La tarde del viernes se quiso ir, y yo quise dormir. No más de una hora pasó y oraciones y cánticos cristianos me despertaron.
En la penumbra de mi habitación y en lo indeciso que se tornó el momento, me concentro y trato de entender lo que pasaba fuera, del lado de la calle.
Me paro a una ventana y comienzan a moverse en fila decenas de feligreses y autoridades y directores de diferentes parroquias de Gazcue, Zona Colonial y Ciudad Nueva, quienes marchaban en procesión, de larga cola, con velas encendidas en manos, tratando de impregnar en sus entornos un mensaje de Paz.
Dios está en todas partes, es otra conclusión. También puedo decir que el mensaje cristiano es preventivo cuando toca y penetra en el corazón del antisocial más cercano, que anida en las calles e inactiva su accionar por una oración.

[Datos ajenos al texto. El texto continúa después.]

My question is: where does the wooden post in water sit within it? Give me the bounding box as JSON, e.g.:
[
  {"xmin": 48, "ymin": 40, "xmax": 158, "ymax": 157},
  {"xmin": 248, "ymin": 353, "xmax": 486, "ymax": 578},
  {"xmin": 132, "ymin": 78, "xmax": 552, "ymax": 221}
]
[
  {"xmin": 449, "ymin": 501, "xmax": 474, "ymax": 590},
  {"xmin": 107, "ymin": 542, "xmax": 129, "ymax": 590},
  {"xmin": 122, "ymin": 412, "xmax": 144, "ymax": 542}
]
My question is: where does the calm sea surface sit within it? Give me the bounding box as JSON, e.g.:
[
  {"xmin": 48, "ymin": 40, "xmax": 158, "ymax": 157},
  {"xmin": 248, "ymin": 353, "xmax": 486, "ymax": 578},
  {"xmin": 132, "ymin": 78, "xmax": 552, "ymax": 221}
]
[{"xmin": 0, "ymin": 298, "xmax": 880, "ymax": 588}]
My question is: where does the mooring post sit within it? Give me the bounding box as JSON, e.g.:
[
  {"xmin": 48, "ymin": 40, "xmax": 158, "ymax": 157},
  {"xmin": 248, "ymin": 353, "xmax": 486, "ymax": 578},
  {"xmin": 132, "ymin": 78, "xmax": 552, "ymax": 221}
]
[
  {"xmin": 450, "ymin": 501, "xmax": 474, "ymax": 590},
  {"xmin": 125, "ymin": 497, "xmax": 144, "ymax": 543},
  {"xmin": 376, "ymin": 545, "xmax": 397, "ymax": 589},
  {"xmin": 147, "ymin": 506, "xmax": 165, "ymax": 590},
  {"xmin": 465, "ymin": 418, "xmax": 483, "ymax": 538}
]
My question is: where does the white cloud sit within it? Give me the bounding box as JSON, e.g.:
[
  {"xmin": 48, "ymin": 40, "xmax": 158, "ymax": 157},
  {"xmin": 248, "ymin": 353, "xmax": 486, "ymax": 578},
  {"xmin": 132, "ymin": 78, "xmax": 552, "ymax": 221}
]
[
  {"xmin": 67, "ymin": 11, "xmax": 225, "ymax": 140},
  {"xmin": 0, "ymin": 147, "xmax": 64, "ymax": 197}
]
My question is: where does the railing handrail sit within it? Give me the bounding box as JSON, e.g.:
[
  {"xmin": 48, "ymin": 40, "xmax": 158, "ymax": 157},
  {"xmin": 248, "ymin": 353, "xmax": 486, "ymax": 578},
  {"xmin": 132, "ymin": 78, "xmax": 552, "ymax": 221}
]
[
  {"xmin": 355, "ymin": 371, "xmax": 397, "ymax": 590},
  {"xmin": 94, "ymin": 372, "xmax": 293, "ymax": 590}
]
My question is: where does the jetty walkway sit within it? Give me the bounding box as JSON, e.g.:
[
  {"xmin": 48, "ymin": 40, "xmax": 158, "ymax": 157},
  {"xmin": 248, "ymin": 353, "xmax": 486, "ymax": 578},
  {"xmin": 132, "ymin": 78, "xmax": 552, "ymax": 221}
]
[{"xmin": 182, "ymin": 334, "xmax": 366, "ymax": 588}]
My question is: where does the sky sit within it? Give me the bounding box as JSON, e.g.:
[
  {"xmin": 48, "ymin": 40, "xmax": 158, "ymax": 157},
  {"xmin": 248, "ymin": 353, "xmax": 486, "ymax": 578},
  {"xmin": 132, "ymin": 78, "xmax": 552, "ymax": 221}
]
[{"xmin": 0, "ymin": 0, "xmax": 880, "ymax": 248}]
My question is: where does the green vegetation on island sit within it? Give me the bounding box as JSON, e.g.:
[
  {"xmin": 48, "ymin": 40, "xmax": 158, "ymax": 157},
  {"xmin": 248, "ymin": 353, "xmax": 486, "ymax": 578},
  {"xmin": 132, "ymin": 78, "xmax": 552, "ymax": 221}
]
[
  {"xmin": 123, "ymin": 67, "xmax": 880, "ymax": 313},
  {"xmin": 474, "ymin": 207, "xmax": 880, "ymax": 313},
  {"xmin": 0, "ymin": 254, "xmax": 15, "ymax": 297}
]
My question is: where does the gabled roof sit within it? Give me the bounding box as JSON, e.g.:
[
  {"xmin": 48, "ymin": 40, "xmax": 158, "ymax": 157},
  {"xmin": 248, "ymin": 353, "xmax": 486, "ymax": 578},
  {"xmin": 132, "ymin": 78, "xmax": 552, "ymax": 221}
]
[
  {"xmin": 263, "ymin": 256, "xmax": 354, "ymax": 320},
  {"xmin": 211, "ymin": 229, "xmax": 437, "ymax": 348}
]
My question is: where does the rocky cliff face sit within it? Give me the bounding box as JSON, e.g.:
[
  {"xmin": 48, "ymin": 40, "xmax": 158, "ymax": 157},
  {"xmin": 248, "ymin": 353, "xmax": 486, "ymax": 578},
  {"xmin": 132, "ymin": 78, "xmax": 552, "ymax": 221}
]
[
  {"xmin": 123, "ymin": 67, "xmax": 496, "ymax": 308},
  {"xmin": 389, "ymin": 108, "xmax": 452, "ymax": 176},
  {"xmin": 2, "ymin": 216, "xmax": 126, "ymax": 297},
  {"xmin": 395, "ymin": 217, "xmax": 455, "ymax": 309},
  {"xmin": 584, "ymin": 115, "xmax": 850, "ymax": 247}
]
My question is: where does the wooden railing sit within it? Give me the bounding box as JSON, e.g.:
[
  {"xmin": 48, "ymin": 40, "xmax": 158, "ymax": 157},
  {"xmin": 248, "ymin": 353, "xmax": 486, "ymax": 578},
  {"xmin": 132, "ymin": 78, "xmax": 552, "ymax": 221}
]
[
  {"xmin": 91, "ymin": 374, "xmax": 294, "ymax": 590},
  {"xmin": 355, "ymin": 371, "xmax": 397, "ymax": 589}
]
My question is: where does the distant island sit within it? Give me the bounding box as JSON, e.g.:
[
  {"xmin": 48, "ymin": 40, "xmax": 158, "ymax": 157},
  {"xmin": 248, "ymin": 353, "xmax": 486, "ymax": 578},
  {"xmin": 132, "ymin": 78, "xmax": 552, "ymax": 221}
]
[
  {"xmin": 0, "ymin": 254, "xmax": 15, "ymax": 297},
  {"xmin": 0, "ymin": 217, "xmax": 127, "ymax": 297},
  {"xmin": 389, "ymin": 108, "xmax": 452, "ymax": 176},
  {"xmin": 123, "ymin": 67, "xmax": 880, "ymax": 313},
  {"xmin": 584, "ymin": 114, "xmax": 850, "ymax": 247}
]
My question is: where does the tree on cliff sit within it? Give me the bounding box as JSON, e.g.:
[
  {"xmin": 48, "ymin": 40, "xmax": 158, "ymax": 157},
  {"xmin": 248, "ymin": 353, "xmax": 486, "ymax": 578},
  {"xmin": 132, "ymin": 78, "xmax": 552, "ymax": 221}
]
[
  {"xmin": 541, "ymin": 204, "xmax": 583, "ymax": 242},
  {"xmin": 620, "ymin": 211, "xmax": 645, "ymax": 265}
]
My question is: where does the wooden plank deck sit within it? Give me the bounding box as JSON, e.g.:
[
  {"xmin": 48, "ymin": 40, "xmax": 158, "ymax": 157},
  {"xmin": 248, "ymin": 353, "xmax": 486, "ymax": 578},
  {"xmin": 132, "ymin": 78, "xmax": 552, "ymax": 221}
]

Lamento que este mensaje transformador no sea parte de las portadas y titulares de muchos medios informativos del país.
Ahora hago lo que está a mi alcance. Digo que al parecer vivimos a espaldas de Dios. Encontrarnos con Dios no está en la agenda del día.
Mientras Dios sea el ente regulador de la vida de los seres humanos habrá esperanza de un mundo tranquilo y mejor colaboración.